そしてもう1つ、注目を集めたのがQRコード決済である。中国で人気を博している、スマートフォンを用いたQRコードによる決済サービスは、ドコモがすでに「d払い」として提供を開始している。そして、ソフトバンクも7月27日にヤフーと合弁会社「PayPay」を設立し、ソフトバンク・ビジョン・ファンド出資企業の1つであるインドのPaytmの技術を活用して、秋にQRコード決済サービスを開始すると発表している。
孫氏は「高い専用端末やオペレーションコストを支払う必要がなく、(QRコードの)シールを店に貼るだけでいい。店側に投資が要らない」と、QRコード決済のメリットを説明。日本での普及に関しても「いけると思っている」と、PayPayによるサービスの普及に自信を見せる。

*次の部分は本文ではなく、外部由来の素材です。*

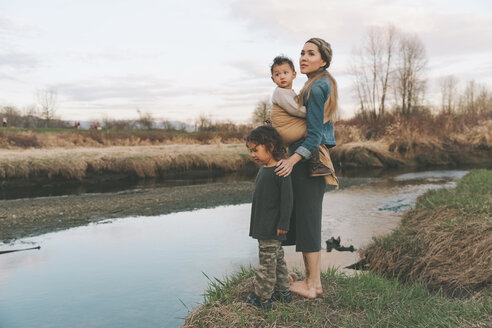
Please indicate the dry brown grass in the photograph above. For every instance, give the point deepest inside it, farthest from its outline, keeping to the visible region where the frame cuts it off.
(140, 161)
(13, 139)
(418, 140)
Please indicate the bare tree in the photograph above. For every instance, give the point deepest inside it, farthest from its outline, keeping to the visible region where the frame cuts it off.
(145, 120)
(373, 69)
(484, 100)
(262, 112)
(448, 85)
(470, 97)
(203, 123)
(410, 82)
(47, 99)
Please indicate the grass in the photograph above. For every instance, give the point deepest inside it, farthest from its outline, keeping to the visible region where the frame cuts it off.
(445, 242)
(432, 271)
(363, 300)
(137, 161)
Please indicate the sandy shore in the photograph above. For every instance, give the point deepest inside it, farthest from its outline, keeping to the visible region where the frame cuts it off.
(29, 217)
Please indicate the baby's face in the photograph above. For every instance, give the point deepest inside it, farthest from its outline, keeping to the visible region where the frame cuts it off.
(283, 75)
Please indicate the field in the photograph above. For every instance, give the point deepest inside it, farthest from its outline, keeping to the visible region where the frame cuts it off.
(421, 140)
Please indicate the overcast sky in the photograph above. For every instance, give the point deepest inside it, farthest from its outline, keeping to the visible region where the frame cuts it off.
(181, 59)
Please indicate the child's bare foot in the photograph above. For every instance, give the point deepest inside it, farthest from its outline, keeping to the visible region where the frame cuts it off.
(302, 288)
(292, 277)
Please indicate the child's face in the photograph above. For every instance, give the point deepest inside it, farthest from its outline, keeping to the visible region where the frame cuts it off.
(260, 153)
(283, 75)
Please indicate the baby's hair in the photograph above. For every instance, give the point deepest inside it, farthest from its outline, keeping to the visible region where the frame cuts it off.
(267, 136)
(279, 60)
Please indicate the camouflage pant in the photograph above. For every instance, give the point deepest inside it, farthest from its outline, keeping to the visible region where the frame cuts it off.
(272, 273)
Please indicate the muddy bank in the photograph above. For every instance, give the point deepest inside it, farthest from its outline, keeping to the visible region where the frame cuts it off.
(29, 217)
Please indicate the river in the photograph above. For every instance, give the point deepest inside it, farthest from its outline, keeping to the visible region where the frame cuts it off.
(149, 271)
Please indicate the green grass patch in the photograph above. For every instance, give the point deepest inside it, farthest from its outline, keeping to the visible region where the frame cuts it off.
(473, 194)
(364, 300)
(445, 242)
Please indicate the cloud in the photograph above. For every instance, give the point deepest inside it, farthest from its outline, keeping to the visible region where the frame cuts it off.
(344, 24)
(15, 61)
(134, 88)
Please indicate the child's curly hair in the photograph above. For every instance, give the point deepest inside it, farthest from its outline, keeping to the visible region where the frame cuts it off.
(267, 136)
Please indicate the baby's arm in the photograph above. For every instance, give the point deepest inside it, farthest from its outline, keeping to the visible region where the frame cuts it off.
(284, 98)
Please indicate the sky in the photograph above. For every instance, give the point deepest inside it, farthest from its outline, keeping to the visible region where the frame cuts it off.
(179, 60)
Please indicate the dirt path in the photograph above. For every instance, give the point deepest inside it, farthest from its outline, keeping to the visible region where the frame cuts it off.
(29, 217)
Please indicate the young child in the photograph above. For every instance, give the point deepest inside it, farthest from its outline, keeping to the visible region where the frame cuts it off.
(283, 73)
(270, 218)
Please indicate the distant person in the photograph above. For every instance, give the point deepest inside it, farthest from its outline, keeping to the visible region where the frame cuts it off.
(319, 95)
(290, 117)
(270, 216)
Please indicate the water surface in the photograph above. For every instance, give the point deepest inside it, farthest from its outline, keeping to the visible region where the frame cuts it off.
(145, 271)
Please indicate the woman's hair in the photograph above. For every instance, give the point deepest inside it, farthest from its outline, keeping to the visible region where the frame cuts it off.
(331, 103)
(267, 136)
(279, 60)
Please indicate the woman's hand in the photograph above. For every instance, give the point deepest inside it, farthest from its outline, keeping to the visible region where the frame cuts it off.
(281, 232)
(284, 166)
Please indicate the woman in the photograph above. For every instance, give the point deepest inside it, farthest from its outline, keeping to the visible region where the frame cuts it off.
(319, 95)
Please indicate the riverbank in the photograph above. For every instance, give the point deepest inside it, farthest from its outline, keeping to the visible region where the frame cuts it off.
(35, 167)
(420, 140)
(447, 247)
(445, 242)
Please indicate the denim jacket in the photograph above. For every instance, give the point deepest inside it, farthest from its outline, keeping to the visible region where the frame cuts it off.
(317, 132)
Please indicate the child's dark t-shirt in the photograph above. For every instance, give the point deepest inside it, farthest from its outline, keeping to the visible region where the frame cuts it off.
(272, 205)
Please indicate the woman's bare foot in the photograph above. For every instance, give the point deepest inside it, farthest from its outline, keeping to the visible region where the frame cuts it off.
(293, 277)
(301, 288)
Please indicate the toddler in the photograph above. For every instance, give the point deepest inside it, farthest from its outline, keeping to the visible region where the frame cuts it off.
(270, 218)
(283, 73)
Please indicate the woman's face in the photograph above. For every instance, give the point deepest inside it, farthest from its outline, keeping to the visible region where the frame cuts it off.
(310, 60)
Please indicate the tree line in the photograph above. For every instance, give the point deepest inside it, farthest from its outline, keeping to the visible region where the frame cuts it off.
(389, 72)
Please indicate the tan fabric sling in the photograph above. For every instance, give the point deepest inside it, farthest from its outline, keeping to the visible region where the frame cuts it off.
(292, 128)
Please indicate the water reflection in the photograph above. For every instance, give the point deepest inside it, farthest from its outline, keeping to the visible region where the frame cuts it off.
(133, 272)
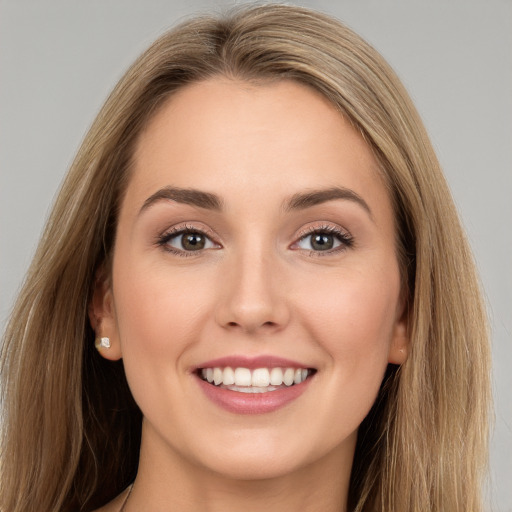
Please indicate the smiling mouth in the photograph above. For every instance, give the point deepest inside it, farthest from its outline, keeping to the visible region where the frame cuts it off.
(259, 380)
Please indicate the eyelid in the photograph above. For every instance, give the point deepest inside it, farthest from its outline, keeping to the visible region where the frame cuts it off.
(185, 227)
(344, 236)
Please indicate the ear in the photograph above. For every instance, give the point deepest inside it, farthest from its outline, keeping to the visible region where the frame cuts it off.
(102, 316)
(400, 342)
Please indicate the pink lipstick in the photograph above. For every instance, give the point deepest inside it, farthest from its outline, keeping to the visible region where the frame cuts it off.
(253, 385)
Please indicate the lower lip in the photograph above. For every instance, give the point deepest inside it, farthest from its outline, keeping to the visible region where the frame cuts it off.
(252, 403)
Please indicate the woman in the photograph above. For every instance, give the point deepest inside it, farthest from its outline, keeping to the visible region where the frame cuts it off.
(253, 291)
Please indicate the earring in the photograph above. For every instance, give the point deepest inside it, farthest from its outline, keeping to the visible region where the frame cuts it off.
(102, 342)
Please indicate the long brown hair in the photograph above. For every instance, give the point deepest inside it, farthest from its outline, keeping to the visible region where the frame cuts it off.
(71, 430)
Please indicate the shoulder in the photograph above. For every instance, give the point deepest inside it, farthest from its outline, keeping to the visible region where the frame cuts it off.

一方、KDDIはまだ正式な参入を打ち出してはいないものの、高橋氏が社長就任時にQRコード決済への参入を表明していた。その内容について高橋氏は「au WALLETポイントプログラムを現金のように利用する手段として、今までプリペイドカードを提供していたが、それにQRコード決済を追加する構造になると思っている」と説明。au経済圏拡大のためにQRコード決済を活用するそうで、基本的にはauユーザーのみが利用する形になること、そして年度内を目標に提供することなどが示された。
そのQRコード決済に関してここ最近注目されているのが、決済サービス利用時に店舗が支払う必要のある、決済手数料に関する動向だ。というのも、LINEの「LINE Pay」が中小店舗の決済手数料を3年間無料にすると発表したほか、ソフトバンクのPayPayもそれに追随する方針を示したからだ。
では、他社はこの動きに追随する考えがあるのだろうか。KDDIの高橋氏は「状況を見ながら対応しないといけない。加盟店だけでなく、au経済圏全体で見ることを考えている」と答えたほか、ドコモの吉澤氏は「検討はしているが、(決済手数料を)ゼロにするということは、他に収益を得る手段が必要。決まったものはない」と回答。決済手数料を取らないようにするには別の収益手段の確保が必要なことから、決済手数料ゼロへの追随には慎重な姿勢を見せている。